A rent protection bill will ban landlords asking for more than a deposit and a maximum of two months' rent in advance when taking on tenants.
It will also mean those paying for student specific accommodation will not have to pay large lump sums at the start of a semester if they choose not to, but will be able to pay monthly instead.
Last week Minister for Higher Education Simon Harris said rules around upfront rents for purpose built student accommodation were to be changed.
He said proposals would be brought to Cabinet to change the rules, which he branded as 'ridiculous'.
"I must say I find it utterly unacceptable that students are asked to pay out many months of rent in advance.
"Myself and the Minister for Housing will be bringing proposals to Cabinet this month to make sure that a student only has to pay one months' rent at a time.
"Not this ridiculous scenario, where for purpose built student accommodation they could be asked to fork out three, four, five months - or their whole year - which can be a huge upfront cost.
"So I'm going to change that, that if you're going to purpose built student accommodation that you'd only have to pay one months' rent.
"I think that's something that might help many families across our country," Minister Harris told The Pat Kenny Show.
The bill will also extend the emergency ban on evictions and rent increases for people experiencing COVID-19 related difficuties.
The protections are being extended until December for those who make a declaration that they are financially hit by COVID or in arrears as a result of virus-related problems.

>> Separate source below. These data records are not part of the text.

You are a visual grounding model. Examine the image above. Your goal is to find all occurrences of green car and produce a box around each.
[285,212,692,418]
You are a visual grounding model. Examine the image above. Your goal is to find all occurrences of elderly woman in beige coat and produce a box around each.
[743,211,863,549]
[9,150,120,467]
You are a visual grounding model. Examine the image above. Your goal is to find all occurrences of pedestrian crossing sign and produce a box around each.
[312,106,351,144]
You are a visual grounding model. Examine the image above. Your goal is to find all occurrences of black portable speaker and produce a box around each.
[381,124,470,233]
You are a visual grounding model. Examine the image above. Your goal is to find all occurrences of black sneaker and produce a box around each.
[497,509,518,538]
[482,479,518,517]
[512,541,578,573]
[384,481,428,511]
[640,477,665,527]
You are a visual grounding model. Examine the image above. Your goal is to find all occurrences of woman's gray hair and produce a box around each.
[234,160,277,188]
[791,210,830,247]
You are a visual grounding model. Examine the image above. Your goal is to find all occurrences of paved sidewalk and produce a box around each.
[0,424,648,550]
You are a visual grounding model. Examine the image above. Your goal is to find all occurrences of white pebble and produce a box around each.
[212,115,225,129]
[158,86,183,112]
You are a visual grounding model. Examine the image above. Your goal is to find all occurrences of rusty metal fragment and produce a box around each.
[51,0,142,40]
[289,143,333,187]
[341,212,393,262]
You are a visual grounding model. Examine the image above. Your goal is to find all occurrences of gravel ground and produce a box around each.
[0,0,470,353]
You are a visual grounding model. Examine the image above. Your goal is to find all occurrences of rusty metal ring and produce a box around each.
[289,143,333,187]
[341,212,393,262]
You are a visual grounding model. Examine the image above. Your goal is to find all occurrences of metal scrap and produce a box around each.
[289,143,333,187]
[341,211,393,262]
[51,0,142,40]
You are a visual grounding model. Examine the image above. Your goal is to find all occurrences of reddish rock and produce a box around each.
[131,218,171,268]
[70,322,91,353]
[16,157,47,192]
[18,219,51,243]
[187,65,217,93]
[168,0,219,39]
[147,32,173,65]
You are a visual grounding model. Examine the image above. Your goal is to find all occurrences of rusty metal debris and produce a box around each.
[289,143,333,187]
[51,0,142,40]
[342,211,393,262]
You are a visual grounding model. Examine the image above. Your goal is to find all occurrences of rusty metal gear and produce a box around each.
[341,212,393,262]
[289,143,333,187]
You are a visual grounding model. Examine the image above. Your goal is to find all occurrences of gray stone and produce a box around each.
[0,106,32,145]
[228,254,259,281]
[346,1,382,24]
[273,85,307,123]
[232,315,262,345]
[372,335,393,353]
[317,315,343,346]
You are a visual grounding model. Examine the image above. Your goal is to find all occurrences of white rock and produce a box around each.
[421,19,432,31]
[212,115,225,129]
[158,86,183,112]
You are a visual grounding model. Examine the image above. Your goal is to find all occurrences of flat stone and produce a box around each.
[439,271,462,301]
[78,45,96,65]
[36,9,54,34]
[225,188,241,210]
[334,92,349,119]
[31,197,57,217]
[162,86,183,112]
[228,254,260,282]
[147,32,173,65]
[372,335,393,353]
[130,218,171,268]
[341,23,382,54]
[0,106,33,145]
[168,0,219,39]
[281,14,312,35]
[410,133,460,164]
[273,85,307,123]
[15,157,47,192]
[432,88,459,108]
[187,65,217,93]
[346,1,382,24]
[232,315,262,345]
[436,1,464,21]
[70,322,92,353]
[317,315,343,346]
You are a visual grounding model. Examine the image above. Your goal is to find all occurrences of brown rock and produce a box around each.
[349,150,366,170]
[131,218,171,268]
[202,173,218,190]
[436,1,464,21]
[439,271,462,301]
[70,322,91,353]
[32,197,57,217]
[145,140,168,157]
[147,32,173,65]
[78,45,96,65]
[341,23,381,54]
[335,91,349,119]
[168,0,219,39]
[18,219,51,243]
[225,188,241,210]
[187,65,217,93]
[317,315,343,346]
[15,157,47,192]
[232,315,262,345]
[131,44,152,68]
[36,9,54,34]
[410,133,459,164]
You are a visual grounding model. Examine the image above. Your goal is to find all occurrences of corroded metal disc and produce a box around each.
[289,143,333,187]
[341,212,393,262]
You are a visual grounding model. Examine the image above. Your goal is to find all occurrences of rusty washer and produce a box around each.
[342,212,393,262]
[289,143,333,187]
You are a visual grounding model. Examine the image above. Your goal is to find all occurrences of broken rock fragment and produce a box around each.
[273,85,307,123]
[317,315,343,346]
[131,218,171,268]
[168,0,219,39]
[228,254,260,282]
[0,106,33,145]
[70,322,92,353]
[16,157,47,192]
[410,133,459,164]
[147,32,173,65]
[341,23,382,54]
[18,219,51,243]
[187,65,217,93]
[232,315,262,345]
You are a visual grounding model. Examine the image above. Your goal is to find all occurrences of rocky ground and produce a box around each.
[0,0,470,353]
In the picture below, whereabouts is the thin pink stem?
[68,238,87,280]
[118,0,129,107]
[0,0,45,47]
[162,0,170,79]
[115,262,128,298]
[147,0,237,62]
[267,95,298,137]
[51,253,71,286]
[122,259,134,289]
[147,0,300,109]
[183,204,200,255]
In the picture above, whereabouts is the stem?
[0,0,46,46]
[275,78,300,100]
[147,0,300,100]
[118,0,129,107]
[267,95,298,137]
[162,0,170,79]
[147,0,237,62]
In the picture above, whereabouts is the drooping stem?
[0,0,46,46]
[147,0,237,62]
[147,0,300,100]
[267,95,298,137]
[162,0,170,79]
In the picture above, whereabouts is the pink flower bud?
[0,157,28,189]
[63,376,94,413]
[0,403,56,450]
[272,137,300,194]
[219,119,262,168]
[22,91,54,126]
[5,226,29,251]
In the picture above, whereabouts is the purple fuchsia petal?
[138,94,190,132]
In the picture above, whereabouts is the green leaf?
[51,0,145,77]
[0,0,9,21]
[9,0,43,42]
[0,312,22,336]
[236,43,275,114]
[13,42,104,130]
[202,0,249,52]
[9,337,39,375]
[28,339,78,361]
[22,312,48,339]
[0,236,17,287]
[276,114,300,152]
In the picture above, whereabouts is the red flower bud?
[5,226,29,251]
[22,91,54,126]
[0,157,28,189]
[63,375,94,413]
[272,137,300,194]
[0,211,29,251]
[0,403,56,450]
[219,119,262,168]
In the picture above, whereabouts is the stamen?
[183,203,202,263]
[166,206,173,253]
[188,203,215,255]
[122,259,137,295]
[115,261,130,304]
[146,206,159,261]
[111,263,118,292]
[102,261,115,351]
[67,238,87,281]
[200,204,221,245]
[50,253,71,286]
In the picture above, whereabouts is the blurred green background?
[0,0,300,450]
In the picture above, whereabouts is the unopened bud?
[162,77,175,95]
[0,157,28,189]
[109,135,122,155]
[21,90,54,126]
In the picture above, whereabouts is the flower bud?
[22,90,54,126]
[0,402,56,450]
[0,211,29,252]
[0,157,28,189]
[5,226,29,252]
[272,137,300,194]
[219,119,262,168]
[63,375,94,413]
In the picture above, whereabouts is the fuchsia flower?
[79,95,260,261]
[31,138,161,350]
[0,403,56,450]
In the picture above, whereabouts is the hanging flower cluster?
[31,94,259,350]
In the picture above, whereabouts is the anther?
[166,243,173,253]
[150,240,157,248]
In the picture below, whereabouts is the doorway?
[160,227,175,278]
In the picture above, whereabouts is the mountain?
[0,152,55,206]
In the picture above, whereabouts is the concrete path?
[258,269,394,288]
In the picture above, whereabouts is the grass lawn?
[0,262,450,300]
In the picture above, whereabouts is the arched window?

A separate bill will allow city and county councils to extend the life of their existing development plans or granted planning permissions by 12 months.
It is also understood Tánaiste Leo Varadkar will seek Cabinet approval for legislation to give all workers the right to paid sick leave.
Around half of employers do not provide sick pay, and the minimum standard scheme is expected to be phased in over three or four years from 2022 onwards.
The head of the Irish Congress of Trade Unions (ICTU) has previously said that the lack of statutory sick pay is one of the most glaring examples of failings exposed by the pandemic.
Patricia King told the Oireachtas in December: "Sick pay is at the employer’s discretion to include in a contract of employment.
"As a result, hundreds of thousands of workers mainly in private sector jobs, including many essential workers, are not covered for sick pay and face being forced out of financial necessity to continue to work unwell or to rely on social protection. Illness Benefit is onerous to access and inadequate for most workers’ needs."
Almost all EU member states require employers to provide a minimum period of paid sick leave to their workers.